In January 2000, we set out on our global journey. By May we had made our way to India and the small, rural village where Manus, her sponsored child, lived. Upon our arrival, we received a ceremonial welcome from the entire village. Chris was absolutely thrilled to meet Manus and see how her money had been helping him and his family. We would soon learn that Manus and his family were the lucky ones.
A few days later we were invited to dinner at the home of a local family. Nothing could have prepared us for what we were to encounter there. When we arrived, more than a hundred beautiful, hungry, smiling, parentless children greeted us. Our host, Damodar Sahoo, had taken in an orphan child nearly two decades before; over the years he had continued to take in children until his “family” numbered more than a hundred.
I had never seen an orphaned child before in my life. Every single one of them was vying for our attention, sometimes pushing each other out of the way for a hug from us or to touch our hands. It was overwhelming. They were the sweetest, saddest children I had ever seen. There were so many, and every single one was precious and perfect, desperately in need of love, attention—someone to care.
A little girl named Sheebani came and put her head on my knee. When I picked her up, she literally pushed her body into mine, in an attempt to get the affection she lacked. I sang her a lullaby and rocked her to sleep. I went upstairs to put her into her crib, and was shocked to see that there wasn’t one. Instead, the room was filled with hard, wooden-slatted beds. No mattresses, just wooden beds that reminded me of a concentration camp.
I gently laid Sheebani down, but when I heard that baby’s bones hit the board, I broke. I couldn’t believe it that any child had to live like this. Here I was, traveling around the world without a care, and these children were going to bed hungry and lonely every night, on hard wooden beds. I was angry, hurt, and embarrassed.
How many more were there? Where were their parents? How could we possibly help? How could we not?
The day was auspicious — it was Mother’s Day in the U.S. Right at that moment, I decided I had to do something about these children. I simply could not go on with my life as if they didn’t exist. I prayed that others would help me.

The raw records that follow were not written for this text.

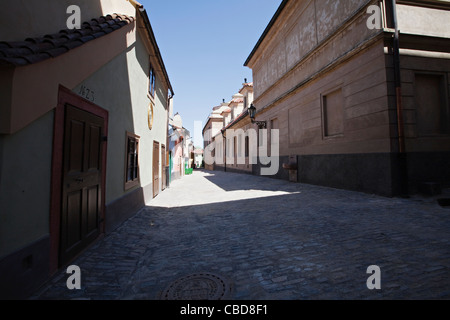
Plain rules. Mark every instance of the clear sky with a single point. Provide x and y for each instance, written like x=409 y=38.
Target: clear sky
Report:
x=204 y=44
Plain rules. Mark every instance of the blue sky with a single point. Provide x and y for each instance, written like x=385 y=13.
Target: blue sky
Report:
x=204 y=44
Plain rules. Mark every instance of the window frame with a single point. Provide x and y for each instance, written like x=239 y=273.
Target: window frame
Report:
x=135 y=181
x=323 y=107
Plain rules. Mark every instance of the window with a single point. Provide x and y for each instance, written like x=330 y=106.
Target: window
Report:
x=239 y=146
x=333 y=114
x=132 y=161
x=431 y=105
x=152 y=81
x=247 y=146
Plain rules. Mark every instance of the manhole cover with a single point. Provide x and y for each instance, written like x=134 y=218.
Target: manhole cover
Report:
x=199 y=286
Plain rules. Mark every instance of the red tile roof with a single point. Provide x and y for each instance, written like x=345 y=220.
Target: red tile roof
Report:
x=34 y=50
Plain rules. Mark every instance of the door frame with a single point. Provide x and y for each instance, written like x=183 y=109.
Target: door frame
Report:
x=66 y=96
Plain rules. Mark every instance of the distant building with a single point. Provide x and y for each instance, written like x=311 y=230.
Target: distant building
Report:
x=354 y=110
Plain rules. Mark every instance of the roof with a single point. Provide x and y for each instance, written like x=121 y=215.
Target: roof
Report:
x=34 y=50
x=149 y=28
x=266 y=31
x=238 y=119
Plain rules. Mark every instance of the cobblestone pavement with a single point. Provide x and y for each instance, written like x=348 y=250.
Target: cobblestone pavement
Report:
x=271 y=240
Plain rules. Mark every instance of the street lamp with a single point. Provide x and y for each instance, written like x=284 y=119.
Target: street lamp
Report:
x=252 y=114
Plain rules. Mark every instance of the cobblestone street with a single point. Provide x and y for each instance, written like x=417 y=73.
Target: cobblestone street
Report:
x=270 y=240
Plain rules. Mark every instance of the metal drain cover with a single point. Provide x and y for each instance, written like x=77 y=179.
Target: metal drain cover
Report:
x=198 y=286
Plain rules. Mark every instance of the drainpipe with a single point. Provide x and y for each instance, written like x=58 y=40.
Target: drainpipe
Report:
x=398 y=92
x=398 y=84
x=225 y=147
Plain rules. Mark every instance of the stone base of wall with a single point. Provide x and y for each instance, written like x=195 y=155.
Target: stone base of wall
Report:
x=377 y=173
x=24 y=271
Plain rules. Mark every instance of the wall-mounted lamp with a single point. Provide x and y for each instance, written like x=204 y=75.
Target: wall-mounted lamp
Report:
x=252 y=114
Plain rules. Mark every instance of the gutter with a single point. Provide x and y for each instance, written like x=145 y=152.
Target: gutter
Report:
x=398 y=83
x=402 y=156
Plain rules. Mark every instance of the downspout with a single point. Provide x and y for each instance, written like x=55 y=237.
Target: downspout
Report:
x=225 y=147
x=398 y=92
x=398 y=83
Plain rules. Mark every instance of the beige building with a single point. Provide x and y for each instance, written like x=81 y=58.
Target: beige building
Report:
x=355 y=110
x=83 y=131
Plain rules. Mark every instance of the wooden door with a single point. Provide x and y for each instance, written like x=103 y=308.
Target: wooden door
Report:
x=163 y=167
x=82 y=182
x=155 y=169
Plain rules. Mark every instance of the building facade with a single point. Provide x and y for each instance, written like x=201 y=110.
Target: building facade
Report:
x=359 y=91
x=83 y=131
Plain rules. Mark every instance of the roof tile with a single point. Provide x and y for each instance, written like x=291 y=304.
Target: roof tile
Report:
x=33 y=50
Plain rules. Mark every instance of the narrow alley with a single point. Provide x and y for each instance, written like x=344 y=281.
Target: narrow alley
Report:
x=265 y=239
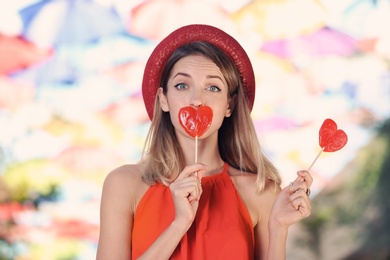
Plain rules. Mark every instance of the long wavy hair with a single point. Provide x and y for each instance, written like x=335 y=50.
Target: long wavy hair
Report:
x=238 y=143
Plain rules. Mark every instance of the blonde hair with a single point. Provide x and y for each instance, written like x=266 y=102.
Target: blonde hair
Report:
x=238 y=143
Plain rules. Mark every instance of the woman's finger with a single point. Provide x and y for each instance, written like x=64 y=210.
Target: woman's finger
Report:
x=193 y=169
x=306 y=176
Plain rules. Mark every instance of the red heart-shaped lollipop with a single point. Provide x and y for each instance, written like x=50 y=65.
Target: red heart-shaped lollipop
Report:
x=195 y=121
x=331 y=138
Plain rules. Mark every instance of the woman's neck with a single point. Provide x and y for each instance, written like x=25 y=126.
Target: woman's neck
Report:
x=207 y=153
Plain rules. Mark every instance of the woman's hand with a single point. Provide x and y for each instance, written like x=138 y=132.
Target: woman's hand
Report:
x=293 y=203
x=186 y=191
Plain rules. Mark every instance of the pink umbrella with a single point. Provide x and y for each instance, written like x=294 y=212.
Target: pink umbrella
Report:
x=14 y=93
x=325 y=41
x=154 y=19
x=17 y=53
x=279 y=19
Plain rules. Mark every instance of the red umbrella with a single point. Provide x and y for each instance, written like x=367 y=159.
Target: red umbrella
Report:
x=16 y=53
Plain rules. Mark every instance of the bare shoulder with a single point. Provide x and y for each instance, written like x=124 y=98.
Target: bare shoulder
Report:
x=125 y=184
x=259 y=204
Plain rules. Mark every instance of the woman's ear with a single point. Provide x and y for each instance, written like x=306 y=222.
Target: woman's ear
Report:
x=232 y=105
x=162 y=100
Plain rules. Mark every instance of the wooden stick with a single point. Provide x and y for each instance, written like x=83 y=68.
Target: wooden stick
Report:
x=318 y=155
x=196 y=149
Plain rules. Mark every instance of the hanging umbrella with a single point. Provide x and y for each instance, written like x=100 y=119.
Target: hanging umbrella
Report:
x=365 y=19
x=73 y=62
x=326 y=41
x=282 y=18
x=59 y=22
x=17 y=53
x=15 y=93
x=155 y=19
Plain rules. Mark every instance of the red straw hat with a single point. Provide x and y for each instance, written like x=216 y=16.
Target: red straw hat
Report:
x=189 y=34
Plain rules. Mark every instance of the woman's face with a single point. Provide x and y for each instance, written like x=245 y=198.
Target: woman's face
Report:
x=195 y=81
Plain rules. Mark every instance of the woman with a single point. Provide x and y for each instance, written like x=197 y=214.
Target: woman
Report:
x=227 y=206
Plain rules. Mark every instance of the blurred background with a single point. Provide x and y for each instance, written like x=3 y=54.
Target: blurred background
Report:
x=71 y=110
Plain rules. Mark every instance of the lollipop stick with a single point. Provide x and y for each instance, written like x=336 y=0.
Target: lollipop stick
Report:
x=318 y=155
x=196 y=149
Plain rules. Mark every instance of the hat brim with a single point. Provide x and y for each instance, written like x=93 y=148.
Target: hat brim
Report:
x=186 y=35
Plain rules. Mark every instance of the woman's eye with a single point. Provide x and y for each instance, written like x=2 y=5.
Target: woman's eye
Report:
x=180 y=86
x=214 y=88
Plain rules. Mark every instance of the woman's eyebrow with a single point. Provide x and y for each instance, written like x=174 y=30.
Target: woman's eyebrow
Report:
x=189 y=76
x=182 y=74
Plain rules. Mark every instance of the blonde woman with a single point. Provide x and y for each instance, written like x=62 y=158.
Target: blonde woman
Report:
x=229 y=205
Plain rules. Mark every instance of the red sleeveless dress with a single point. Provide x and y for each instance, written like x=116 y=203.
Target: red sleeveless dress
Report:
x=222 y=228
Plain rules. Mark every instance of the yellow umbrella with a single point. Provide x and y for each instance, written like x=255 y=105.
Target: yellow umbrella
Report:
x=278 y=19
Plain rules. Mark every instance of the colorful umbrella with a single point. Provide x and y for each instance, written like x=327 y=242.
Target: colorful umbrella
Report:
x=58 y=22
x=365 y=19
x=155 y=19
x=280 y=19
x=326 y=41
x=17 y=53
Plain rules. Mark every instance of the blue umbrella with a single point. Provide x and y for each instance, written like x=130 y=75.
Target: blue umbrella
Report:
x=68 y=22
x=73 y=62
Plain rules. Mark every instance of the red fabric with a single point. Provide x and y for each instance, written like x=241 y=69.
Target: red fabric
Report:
x=222 y=228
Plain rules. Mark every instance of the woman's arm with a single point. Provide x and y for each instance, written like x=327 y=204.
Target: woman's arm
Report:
x=122 y=190
x=116 y=215
x=281 y=209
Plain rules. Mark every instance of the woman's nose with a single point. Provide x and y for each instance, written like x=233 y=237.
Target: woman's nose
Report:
x=196 y=98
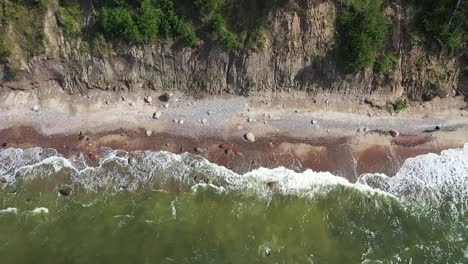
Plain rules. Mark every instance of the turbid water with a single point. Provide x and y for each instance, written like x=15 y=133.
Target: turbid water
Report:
x=166 y=208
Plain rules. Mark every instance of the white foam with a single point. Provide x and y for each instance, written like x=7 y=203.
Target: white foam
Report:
x=425 y=178
x=40 y=210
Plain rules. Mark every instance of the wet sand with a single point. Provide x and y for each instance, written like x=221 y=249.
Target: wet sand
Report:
x=338 y=155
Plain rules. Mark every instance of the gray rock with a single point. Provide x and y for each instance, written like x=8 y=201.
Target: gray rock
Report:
x=132 y=161
x=394 y=133
x=249 y=137
x=148 y=99
x=157 y=115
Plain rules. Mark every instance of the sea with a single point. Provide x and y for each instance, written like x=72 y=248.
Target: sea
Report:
x=158 y=207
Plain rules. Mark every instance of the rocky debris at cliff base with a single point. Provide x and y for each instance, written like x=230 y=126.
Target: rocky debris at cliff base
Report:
x=132 y=161
x=201 y=150
x=272 y=185
x=166 y=97
x=249 y=137
x=65 y=191
x=394 y=133
x=148 y=99
x=81 y=136
x=157 y=115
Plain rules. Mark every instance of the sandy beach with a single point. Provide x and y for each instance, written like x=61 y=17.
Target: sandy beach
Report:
x=346 y=137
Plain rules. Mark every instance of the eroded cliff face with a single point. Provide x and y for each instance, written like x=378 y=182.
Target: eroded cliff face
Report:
x=298 y=54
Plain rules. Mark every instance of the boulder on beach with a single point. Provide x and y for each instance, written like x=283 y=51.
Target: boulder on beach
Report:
x=166 y=97
x=249 y=137
x=157 y=115
x=148 y=99
x=132 y=161
x=394 y=133
x=81 y=136
x=272 y=185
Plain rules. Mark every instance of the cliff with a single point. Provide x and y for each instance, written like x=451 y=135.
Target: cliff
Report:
x=297 y=52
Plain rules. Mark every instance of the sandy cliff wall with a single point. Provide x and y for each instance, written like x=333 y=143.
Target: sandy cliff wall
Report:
x=298 y=54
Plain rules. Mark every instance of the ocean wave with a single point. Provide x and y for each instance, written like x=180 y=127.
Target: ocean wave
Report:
x=429 y=178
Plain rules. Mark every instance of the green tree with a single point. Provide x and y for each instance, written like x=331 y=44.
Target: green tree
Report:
x=362 y=32
x=149 y=20
x=119 y=23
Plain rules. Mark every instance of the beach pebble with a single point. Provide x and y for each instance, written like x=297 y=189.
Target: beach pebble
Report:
x=272 y=185
x=148 y=99
x=65 y=191
x=157 y=115
x=201 y=150
x=394 y=133
x=250 y=137
x=81 y=136
x=166 y=97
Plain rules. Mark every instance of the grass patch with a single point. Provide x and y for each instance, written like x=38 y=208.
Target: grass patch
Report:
x=69 y=18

The idea for The Miracle Foundation was born that day. A few months later I filed the paperwork and my tiny, start-up nonprofit became official. Donors and sponsors stepped up immediately in order to help these vulnerable children. Miraculously, people of all ages, from all walks of life, and from all socio-economic backgrounds have joined us in this journey over the years. Hundreds have come to India to meet the children we support, and many more have become sponsors and are financially committed to our work. We’re appropriately named.
Today we get to transform the lives of hundreds of orphan children.
- We nurture and empower orphan children and their caregivers,
- Strengthen operational processes and systems, and
- Turn orphanages into homes where children thrive.
I thank you for reading about our work and our accomplishments. I hope you’ll be inspired to join this amazing movement. I know your support will change the children’s lives, but I think you’ll find it will change yours as well.”